For the series of a real function f compute the series for x -> f (-x)

For the series of a real function f compute the series for x -> (f x + f (-x)) / 2

For the series of a real function f compute the real series for x -> (f (i*x) + f (-i*x)) / 2

For power series of f x, compute the power series of f(x^n).

Divide two series where the absolute term of the divisor is non-zero. That is, power series with leading non-zero terms are the units in the ring of power series.

Knuth: Seminumerical algorithms

Divide two series also if the divisor has leading zeros.

We need to compute the square root only of the first term. That is, if the first term is rational, then all terms of the series are rational.

Input series must start with a non-zero term, even better with a positive one.

The first term needs a transcendent computation but the others do not. That's why we accept a function which computes the first term.

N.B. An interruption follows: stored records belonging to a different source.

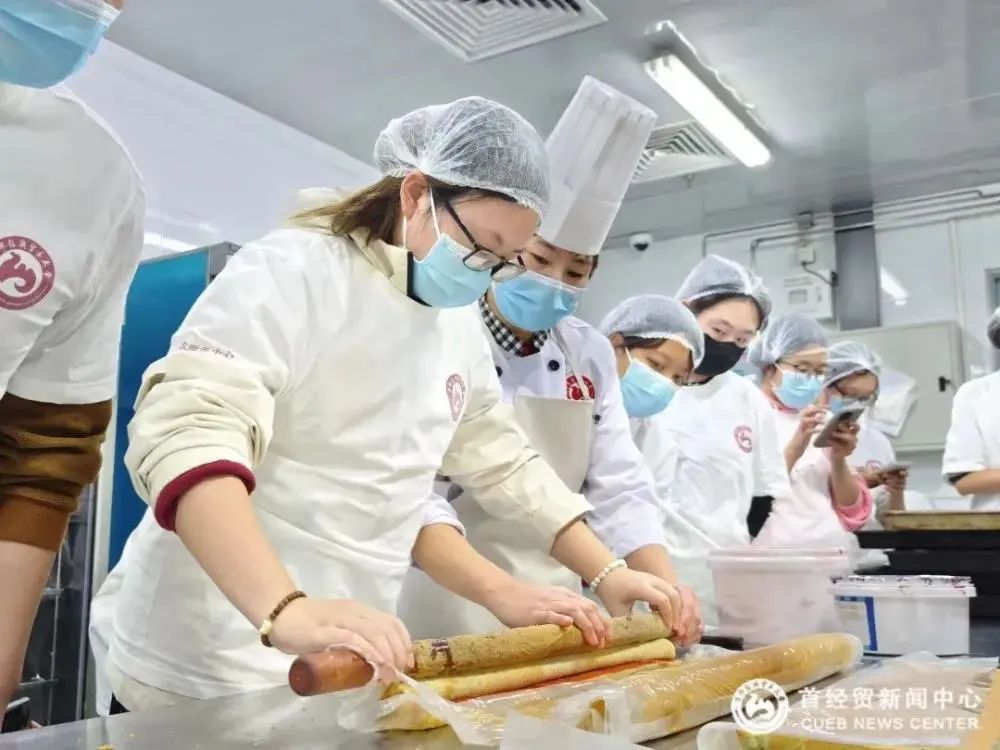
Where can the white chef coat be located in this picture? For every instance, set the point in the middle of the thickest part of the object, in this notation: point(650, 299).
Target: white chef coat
point(806, 518)
point(71, 213)
point(576, 364)
point(626, 514)
point(973, 442)
point(302, 362)
point(711, 451)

(exp . x)' =   (exp . x) * x'
(sin . x)' =   (cos . x) * x'
(cos . x)' = - (sin . x) * x'

Input series must start with non-zero term.

Computes (log x)', that is x'/x

Since the inner series must start with a zero, the first term is omitted in y.

Compose two power series where the outer series can be developed for any expansion point. To be more precise: The outer series must be expanded with respect to the leading term of the inner series.

This function returns the series of the inverse function in the form: (point of the expansion, power series).

That is, say we have the equation:

y = a + f(x)

where function f is given by a power series with f(0) = 0. We want to solve for x:

x = f^-1(y-a)

If you pass the power series of a+f(x) to inv, you get (a, f^-1) as answer, where f^-1 is a power series.

The linear term of f (the coefficient of x) must be non-zero.

This needs cubic run-time and thus is exceptionally slow. Computing inverse series for special power series might be faster.